Finn lui, disait tant de choses terribles sur lui-même, sans même le réaliser, semblait-il, que Caleb se mura dans un silence abasourdi. Ce n’était pas son rôle de rassurer le gars qui l’avait violenté, pas plus qu’il n’aurait dû dire de façon si nonchalante qu’il n’était pas assez normal pour fréquenter quelqu’un de soit-disant bien comme Caleb. Toute cette scène était surréaliste. C’était une impasse dans laquelle ils s’étaient engagés sans même s’en rendre compte, et Caleb avait l’impression d’être le seul à voir le mur devant eux. Il n’y avait plus rien à faire, plus rien à rattraper, il était déjà trop tard.

Caleb s’était levé, en proie à une tristesse soudaine teintée de frustration et de colère. Pas envers Finn, bien sûr, mais lui-même. Il aurait dû voir les choses autrement, être moins buté… Il aurait dû. Il y avait nombre de choses qu’il regrettait, et aucune sur laquelle il ne pouvait avoir de prise. C’était juste un bout de bois dérivant au gré de forces qui le dépassaient, malmenés par des vagues dont il n’arrivait même pas à comprendre la nature.

Et puis Finn posa une main sur son épaule. Pas de manière brutale, juste pour signaler sa présence. À vrai dire, il avait dit tellement de choses dans cette ruelle qu’il avait du mal à savoir de quoi Finn parlait, à moins que ce ne soit la faute à cette situation qui le mettait dans tous ses états. Il fit ce qu’il faisait rarement, et tenta de s’empêcher de pleurer, de garder contenance parce qu’il allait finir par chialer pour deux si Finn continuait de parler. Il se retourna lentement, chercha du regard Finn et y planta le sien comme par défi. Tant pis s’il pouvait voir à quel point il était près de craquer.

— Tu t’entends ? Est-ce que tu te rends compte de ce que tu dis ? Finn mais…

Il posa ses mains sur ses épaules à lui, chacun son tour, et fronça les sourcils comme s’il était face à une énigme particulièrement ardue. Ce n’était pas loin de la vérité, après tout.

— Qu’est-ce qu’on t’a fait pour que tu penses des trucs pareils ?

Oh, pour ça, il avait un élément de réponse, déjà. Caleb faisait partie du problème, ça, il en avait bien conscience, même si Finn cherchait à le disculper sans peut-être le réaliser. Mais il ne décelait aucune trace de mensonge, même de fausse modestie dans la voix de Finn. La fausse modestie n’avait pas l’air d’être son genre de toute façon. C’était ça, le pire, en fait. Il croyait dur comme fer à ce qu’il disait.

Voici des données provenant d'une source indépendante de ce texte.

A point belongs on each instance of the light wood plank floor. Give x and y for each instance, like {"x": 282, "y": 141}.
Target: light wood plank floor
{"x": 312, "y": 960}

— Personne n’est rien. Personne.

C’était sûrement un truc de Gryffondor ça, quelque chose que Caleb avait lu dans des romans à l’eau de rose et qu’il tenait pour vérité absolue, mais face à Finn, il se disait que ça devait être vrai. Il espérait que ça le soit, et qu’il y ait derrière ces yeux autre chose, peut-être même quelque chose dont Finn lui-même n’avait pas conscience. Qui sait, si ça se trouve, le mec bien de l’histoire, c’était pas forcément celui qu’on croyait.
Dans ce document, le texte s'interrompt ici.